Under the term funding scheme, for every $1 lent the RBA makes available another $5 at 25 basis points as against normal bank funding costs of a little above 50 basis points.
CBA was quick out of the blocks but at last count had lent just $300m from a loan book of just over $1 trillion and compared to its home loan book of $425bn.
NAB, the self-proclaimed business bank, has yet to release details of its loans under the scheme.
It would be fair to conclude the money is not exactly racing out the door at this stage.
The banks met on Monday with the ACCC to discuss the planned July 1 start to the open-banking regime, which will give newcomers access to your bank details on request.
The regime was deferred from February until July but then COVID-19 hit and it would not surprise to see the start date delayed further. This will help the laggard banks finally get their systems ready.
Cartel co-ordinators
The Australian Retailers Association is the latest to line up at the newly named Australian Cartel Co-ordination Commission, seeking authorisation of plans to negotiate on behalf of small shopkeepers for better rent deals from the shopping centre owners.

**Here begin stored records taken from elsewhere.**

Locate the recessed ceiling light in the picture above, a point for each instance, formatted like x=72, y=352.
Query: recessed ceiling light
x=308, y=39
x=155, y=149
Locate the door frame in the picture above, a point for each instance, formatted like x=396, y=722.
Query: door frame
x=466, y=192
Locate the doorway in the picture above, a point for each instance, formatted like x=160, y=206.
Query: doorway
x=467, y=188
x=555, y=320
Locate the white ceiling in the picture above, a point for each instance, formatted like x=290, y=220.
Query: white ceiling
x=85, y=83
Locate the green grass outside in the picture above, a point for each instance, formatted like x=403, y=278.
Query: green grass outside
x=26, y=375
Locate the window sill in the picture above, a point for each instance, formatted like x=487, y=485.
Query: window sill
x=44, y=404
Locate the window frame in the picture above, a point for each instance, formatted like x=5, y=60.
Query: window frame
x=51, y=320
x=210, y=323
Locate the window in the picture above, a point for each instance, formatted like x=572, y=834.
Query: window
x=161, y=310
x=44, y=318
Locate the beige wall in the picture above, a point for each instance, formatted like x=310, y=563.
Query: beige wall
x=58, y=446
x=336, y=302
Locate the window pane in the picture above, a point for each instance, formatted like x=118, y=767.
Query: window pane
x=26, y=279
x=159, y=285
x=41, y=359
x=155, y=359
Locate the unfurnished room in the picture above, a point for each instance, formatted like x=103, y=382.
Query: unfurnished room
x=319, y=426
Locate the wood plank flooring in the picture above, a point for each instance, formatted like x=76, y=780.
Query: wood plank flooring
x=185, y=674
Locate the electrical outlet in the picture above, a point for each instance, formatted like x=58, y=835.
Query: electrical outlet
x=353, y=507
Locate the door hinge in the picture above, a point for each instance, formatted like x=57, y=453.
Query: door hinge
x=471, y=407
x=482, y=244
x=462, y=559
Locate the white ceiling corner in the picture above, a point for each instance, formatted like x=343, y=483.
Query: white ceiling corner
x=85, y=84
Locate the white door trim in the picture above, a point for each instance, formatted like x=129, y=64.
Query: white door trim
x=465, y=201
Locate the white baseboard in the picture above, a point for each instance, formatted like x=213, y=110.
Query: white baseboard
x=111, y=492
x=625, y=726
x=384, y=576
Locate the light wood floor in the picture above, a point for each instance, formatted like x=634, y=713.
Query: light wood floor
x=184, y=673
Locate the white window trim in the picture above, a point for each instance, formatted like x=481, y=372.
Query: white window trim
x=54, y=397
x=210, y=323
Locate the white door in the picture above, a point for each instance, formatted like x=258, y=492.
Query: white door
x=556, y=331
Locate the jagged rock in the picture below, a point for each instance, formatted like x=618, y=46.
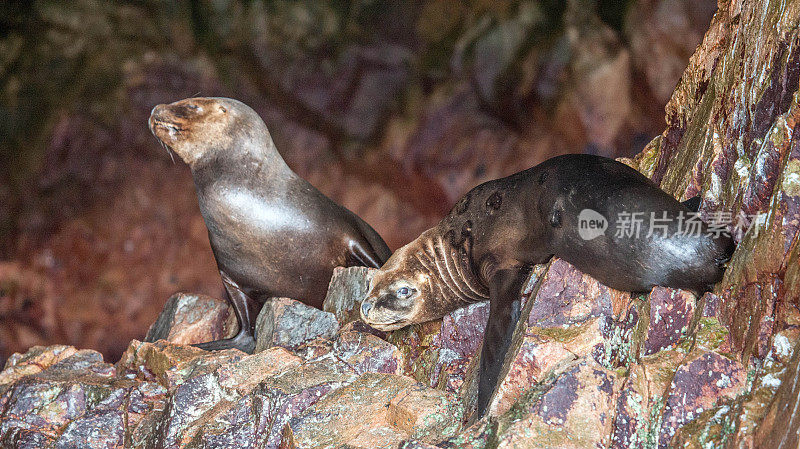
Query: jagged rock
x=289, y=323
x=192, y=318
x=346, y=291
x=697, y=386
x=366, y=353
x=74, y=394
x=375, y=411
x=574, y=409
x=671, y=312
x=439, y=353
x=568, y=319
x=662, y=33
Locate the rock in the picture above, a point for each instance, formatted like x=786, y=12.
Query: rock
x=191, y=318
x=698, y=385
x=425, y=413
x=574, y=410
x=71, y=398
x=661, y=35
x=346, y=291
x=640, y=403
x=671, y=313
x=373, y=412
x=289, y=323
x=565, y=321
x=439, y=353
x=366, y=353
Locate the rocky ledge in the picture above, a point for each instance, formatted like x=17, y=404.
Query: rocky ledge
x=589, y=366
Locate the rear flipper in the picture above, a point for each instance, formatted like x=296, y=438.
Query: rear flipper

Funny thing was that the shopping centre owners gained clearance earlier this month to negotiate jointly with the retailers.
The two industry groups then want to negotiate with each other.

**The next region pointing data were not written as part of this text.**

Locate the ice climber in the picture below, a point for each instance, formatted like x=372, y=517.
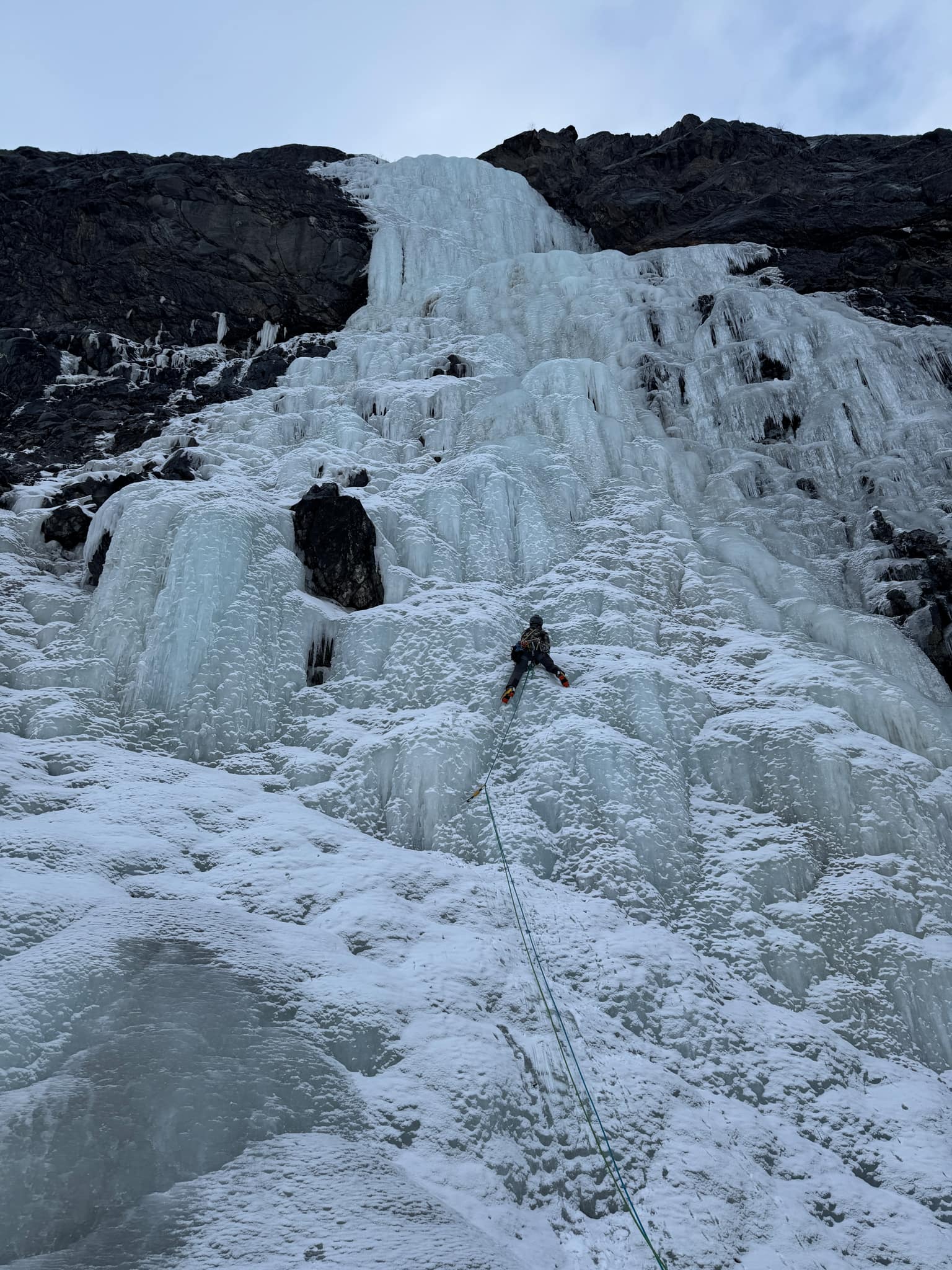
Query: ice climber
x=532, y=649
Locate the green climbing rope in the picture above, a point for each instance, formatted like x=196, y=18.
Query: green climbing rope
x=570, y=1061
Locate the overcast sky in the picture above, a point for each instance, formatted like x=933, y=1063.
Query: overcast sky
x=391, y=78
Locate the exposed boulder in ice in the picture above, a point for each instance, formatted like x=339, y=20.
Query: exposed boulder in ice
x=97, y=488
x=25, y=368
x=168, y=244
x=338, y=543
x=97, y=559
x=68, y=526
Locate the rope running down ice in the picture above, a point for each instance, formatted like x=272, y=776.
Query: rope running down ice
x=573, y=1068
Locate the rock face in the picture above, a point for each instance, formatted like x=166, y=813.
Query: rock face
x=121, y=394
x=857, y=214
x=920, y=601
x=125, y=278
x=337, y=541
x=139, y=246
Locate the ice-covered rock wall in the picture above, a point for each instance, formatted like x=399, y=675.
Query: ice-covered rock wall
x=734, y=832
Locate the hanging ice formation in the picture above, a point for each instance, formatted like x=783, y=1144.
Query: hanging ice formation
x=247, y=1023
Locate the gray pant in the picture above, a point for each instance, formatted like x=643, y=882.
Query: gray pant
x=526, y=660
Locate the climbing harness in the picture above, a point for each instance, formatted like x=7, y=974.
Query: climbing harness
x=573, y=1068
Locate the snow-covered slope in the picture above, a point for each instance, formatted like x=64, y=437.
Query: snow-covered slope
x=263, y=997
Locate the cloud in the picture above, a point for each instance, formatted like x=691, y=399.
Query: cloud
x=404, y=78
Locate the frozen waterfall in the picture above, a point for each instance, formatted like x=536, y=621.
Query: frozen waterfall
x=263, y=998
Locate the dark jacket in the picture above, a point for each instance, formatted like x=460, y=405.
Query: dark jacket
x=535, y=642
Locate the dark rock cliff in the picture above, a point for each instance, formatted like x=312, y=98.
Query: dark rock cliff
x=870, y=215
x=112, y=265
x=337, y=541
x=154, y=249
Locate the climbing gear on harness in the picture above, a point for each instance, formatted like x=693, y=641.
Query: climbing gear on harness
x=570, y=1062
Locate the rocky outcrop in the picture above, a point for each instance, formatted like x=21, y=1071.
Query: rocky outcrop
x=121, y=393
x=337, y=541
x=68, y=526
x=173, y=249
x=125, y=280
x=920, y=598
x=866, y=215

The danger with this rush to grant interim authorisations is it helps consolidate industries in a way that doesn’t boost competition.

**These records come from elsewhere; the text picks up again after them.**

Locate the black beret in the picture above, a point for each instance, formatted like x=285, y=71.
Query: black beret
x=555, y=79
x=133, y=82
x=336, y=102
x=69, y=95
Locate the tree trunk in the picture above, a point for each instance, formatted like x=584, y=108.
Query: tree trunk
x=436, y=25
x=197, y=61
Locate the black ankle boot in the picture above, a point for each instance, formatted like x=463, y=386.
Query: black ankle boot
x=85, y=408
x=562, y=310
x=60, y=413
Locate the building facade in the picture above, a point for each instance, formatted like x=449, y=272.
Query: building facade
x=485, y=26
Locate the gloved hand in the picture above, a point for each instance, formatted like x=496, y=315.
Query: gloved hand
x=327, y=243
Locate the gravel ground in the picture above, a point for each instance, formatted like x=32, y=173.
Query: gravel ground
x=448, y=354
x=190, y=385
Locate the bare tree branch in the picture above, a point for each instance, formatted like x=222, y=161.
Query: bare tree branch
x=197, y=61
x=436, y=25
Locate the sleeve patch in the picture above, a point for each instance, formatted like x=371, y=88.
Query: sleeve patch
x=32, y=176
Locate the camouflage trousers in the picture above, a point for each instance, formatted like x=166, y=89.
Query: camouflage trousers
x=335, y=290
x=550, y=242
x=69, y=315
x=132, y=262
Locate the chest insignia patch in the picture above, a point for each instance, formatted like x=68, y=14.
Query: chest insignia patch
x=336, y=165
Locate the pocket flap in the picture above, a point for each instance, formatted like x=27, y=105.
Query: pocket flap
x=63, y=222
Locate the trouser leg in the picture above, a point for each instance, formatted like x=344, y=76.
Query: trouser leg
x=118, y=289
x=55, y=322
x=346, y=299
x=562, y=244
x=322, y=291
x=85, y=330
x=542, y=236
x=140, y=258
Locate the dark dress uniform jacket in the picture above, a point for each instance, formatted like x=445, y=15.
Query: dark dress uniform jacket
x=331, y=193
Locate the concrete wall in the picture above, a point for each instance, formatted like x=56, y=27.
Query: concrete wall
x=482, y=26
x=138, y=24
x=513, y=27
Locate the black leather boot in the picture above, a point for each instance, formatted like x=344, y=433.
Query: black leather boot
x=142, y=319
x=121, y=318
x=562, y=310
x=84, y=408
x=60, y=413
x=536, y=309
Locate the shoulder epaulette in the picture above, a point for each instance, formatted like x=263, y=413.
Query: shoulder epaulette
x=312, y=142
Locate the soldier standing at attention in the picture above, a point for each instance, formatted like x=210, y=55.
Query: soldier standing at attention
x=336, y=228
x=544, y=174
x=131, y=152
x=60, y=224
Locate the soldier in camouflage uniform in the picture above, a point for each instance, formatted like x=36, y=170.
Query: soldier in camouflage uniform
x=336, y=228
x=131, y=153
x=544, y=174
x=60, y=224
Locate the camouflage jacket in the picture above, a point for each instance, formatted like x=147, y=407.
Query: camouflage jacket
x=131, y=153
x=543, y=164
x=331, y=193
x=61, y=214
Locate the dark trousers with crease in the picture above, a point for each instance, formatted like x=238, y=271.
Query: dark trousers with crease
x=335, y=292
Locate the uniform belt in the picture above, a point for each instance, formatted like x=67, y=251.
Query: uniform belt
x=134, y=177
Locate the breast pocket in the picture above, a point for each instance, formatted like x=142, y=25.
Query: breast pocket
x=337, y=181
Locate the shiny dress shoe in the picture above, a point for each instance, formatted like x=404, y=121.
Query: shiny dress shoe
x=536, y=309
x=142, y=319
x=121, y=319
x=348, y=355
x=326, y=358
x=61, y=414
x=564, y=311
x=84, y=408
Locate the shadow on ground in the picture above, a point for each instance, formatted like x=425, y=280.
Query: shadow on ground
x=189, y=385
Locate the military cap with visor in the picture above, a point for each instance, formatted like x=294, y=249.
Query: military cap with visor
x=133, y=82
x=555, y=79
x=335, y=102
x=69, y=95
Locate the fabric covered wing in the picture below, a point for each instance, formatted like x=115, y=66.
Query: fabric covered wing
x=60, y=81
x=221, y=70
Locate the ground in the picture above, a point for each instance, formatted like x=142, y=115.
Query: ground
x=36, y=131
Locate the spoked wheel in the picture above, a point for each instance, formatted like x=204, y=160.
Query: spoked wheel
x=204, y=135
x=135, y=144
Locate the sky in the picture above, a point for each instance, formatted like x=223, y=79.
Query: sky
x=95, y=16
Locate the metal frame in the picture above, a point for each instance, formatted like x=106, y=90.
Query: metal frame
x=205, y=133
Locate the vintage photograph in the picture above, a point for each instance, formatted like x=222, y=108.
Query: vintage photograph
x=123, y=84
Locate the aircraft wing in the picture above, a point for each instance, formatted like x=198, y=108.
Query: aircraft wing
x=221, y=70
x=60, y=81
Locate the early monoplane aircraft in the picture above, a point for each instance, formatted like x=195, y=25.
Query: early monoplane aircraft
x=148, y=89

ACCC chief Rod Sims has argued the interim authorisations are only short term and are designed to clear supply lines or have public benefit.
Arguably better rental deals for small business fits this criteria, but the combination with earlier clearance to the shopping centre giants raises questions.
Separately, the ACCC now has all guns blazing against Google and Facebook as it prepares a code of conduct to govern how the platforms compensate media companies for their content.
In September the ACCC is due to release a paper updating last year’s report on how the platforms work. In July it will have a draft code of conduct and in December the draft of its adtech report.
When Spain tried to impose levies on Google for using media content the company simply shut Google Media in Spain.
The ACCC says this code of conduct will be broader and noted that with 8-14 per cent of searches based on other people’s content the base is wide open.
Google has many angles covered, like its ownership of Android phones which means any apps on the phone help boost its data collection. This will include the government’s upcoming COVID-19 tracking devices.
Couche-Tard left it till the day oil prices fell to 20-year lows to tell Caltex chairman Steven Gregg it wasn’t interested in spending the proposed $8.8bn for his business.